SUDBURY -- With many people increasing their online presence in the last year with the COVID-19 pandemic, experts are urging people to stay on top of their passwords.

“Our recent research actually shows that an average person has around 100 passwords, so that’s really a lot,” said Patricia Cerniauskaite, senior public relations manager with NordPass. “With all of the data breaches that are happening today, it’s really important that we do take this one day, at least, in the year to really think about our passwords.”

World Password Day is held May 6 as a reminder for people to update and organize all their recent passwords to avoid security breaches.

“I think having a secure password is one of the most important things you can do,” said Aaron Langille, a computer science professor at Laurentian University. “We have so much of our information -- personal and otherwise -- online that, you know, the password is the first line of defense to securing it and making sure it isn’t available to people that we don’t want it to be available to.”

NordPass said in the past year, several passwords have been created in relation to the pandemic. Although easier to remember, experts say such passwords are not a good idea.

“It’s really important to note that if it inspires you to create such password, it will also inspire a hacker to think of such password and try to hack into your account by using such simple phrases,” said Cerniauskaite.

'Corona' a popular password

“The password 'corona' and combinations of it, for example corona1 or corona01, were used more than 100,000 times and the password lockdown and combination of it were used more than 62,000 times. So that’s really a lot of passwords that are the same.”

Although unaware of exact numbers, she said data breaches happen on a daily basis, making it important for people to come up with original passwords for every account.

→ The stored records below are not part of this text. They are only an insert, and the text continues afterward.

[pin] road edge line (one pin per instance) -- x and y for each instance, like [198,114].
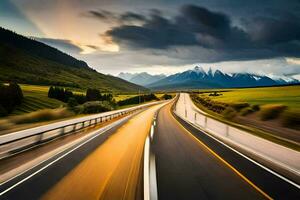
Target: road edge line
[222,160]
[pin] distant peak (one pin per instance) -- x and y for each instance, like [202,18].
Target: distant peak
[199,70]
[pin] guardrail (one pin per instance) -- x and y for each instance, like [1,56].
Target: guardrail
[16,142]
[150,183]
[285,160]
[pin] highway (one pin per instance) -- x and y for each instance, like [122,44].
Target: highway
[107,166]
[191,165]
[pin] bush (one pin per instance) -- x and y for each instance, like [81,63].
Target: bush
[93,95]
[166,96]
[229,113]
[271,111]
[72,102]
[246,111]
[214,106]
[291,119]
[41,115]
[255,108]
[10,96]
[58,93]
[138,99]
[5,124]
[239,106]
[96,107]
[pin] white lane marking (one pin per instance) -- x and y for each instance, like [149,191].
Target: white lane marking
[57,159]
[146,170]
[151,132]
[153,180]
[246,157]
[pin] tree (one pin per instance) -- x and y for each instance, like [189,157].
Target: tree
[93,95]
[72,102]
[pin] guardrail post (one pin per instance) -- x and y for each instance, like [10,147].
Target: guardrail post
[227,131]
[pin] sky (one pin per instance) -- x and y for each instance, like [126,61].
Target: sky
[168,36]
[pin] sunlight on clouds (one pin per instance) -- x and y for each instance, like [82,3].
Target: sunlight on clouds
[295,61]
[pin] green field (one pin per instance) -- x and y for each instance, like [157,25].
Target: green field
[120,97]
[288,95]
[35,98]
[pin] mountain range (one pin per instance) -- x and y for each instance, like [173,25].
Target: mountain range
[25,60]
[141,78]
[198,78]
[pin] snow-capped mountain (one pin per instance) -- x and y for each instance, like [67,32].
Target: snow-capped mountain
[141,78]
[198,78]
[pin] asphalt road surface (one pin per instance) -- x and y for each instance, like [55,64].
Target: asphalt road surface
[190,165]
[107,167]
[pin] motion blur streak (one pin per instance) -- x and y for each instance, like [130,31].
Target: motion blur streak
[112,171]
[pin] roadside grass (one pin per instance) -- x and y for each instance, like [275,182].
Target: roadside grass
[120,97]
[252,130]
[286,95]
[283,101]
[36,98]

“Today we do have a lot of passwords so it’s definitely not really easy to come up with secure ones,” she said. “There are, of course, a lot of tools that could help you. For example, there are a lot of online password generators that can make you a secure password. Because a secure password is at least 12 characters long and it should contain upper case and lower case letters, numbers, special characters and so on.”

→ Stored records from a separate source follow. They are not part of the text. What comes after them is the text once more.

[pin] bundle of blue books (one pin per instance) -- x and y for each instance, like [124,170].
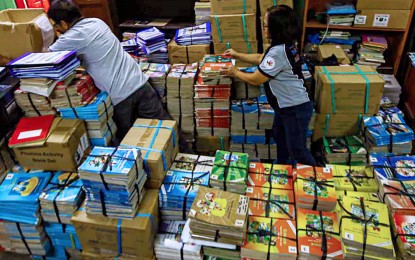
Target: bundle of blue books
[61,197]
[201,34]
[52,65]
[182,183]
[394,167]
[114,181]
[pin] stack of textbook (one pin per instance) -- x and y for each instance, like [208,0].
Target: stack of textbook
[21,228]
[114,181]
[98,117]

However, Langille said having a different password for everything and being able to remember them all isn’t necessarily realistic.

“Having a unique password per place that you need a password is ideal,” he said. “But again, we are on so many sites and so many places, so many apps … one of the things that is recommended is using a password manager.”

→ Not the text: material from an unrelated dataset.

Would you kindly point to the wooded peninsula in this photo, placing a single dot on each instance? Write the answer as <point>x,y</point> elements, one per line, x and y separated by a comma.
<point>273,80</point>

He said a lot of studies suggest that “purely random passwords are best.”

“But there are other studies that say that is simply too difficult to remember those sort of generated passwords," Langille said. "So one of things that people can do if they want a secure password that isn’t as difficult to remember as a completely random password is to use words or names that are meaningful to them, but to not use the whole word or the whole name."

Experts also suggest changing your password several times a year and never write down or tell people your information.

“No point (in) creating a secure password, a complex password, and then sticking that password on your computer and ‘here it is for the world to see.’ So it really doesn’t matter how secure the password is if anyone has access to it,” said Cerniauskaite.